Thanks for your touching post. I'm sad to hear of his passing.
I went to Manzanar about twenty years ago, and I don't think there was any kind of memorial there at all--just dry, dusty, yet mysteriously evocative ground. I'm glad to see the improvements they have finally made.
I didn't know James Houston in person or in writing, but I love what you say about the heart and intellect being present in his person. It definitely *isn't* always like that.
Thanks, as usual, for some wonderful writing, RG.
I am Japanese American. Even though I owned "Farewell to Manzanar" since 1973, I hadn't read it until last week (3/14). I met Jeanne at UC Davis shortly after her book was initially published and spoke with her about the conflicts that we had both encountered due to our biracial marriages. The reason that I couldn't read her book until now is that I couldn't bear to see in writing the racial hatred that I had faced as a child growing up after WWII.

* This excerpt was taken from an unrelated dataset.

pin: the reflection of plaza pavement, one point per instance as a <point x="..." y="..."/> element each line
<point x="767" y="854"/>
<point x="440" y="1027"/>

In the latest publication of "Farewell . . ." Jeanne says that she returned to Manzanar twice, in 1975 and 1992. The latest time doing research on her novel, "The Legend of Firehorse Woman".
Peggy,
I am glad you found this post and I appreciate what you have added to it.
My writing class has just finished its reading of "Farewell" and we are now deep into discussions about it. It resonates for so many, in so many ways.
I actually just wrote to Jeanne about the class and its response to the book. She was so happy to hear from me and to hear about the students' experiences.
I am curious about your experience with the book, after all these years.